Cobordism of immersions of surfaces in non-orientable 3-manifolds (Q5929702)

If \(M\) is a 3-manifold, then set \(N_2(M)\) of cobordism classes of immersions of surfaces in \(M\) is a group with composition law given by disjoint union, with existence of negatives proved by an application of the Pontryagin-Thom construction. It is proved here that if \(M\) is nonorientable, then as a set \(N_2(M)\) is isomorphic to \(H_2(M;Z/2)\times H_1(M;Z/2)\times Z/2\), with group law given by \[ (H,\delta,n)*(H',\delta',n')=(H+H',\delta+\delta'+H\cdot H',n+n'), \] where \(H\cdot H'\) is the bilinear intersection form.

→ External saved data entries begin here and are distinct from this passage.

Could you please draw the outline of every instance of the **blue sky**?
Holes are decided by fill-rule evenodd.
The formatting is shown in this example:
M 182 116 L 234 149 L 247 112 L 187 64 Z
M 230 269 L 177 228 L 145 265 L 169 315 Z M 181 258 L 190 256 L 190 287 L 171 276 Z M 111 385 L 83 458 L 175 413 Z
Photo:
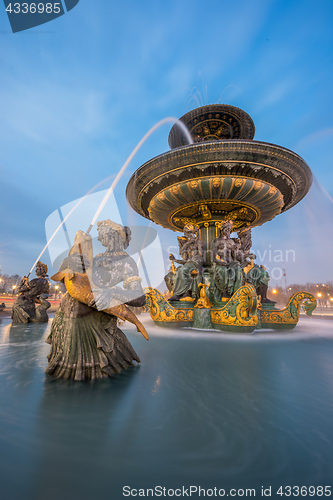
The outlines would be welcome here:
M 333 197 L 332 25 L 326 0 L 80 0 L 12 34 L 0 5 L 1 272 L 28 273 L 48 216 L 116 175 L 156 122 L 221 102 L 250 114 L 255 139 L 300 154 L 319 182 L 255 229 L 253 248 L 295 249 L 289 283 L 333 280 L 333 204 L 320 187 Z M 144 222 L 127 206 L 126 184 L 169 149 L 170 128 L 148 139 L 117 185 L 124 223 Z M 47 253 L 42 260 L 50 264 Z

A similar result was proved for orientable 3-manifolds \(M\) in [\textit{R. Benedetti} and \textit{R. Silhol}, Spin and \(\text{Pin}^-\) structures, immersed and embedded surfaces and a result of Segre on real cubic surfaces, Topology 34, No. 3, 651-678 (1995; Zbl 0996.57519)] with the third factor \(Z/8\) instead of \(Z/2\). The difference is that in a nonorientable manifold there are isotopies that reverse the local orientation.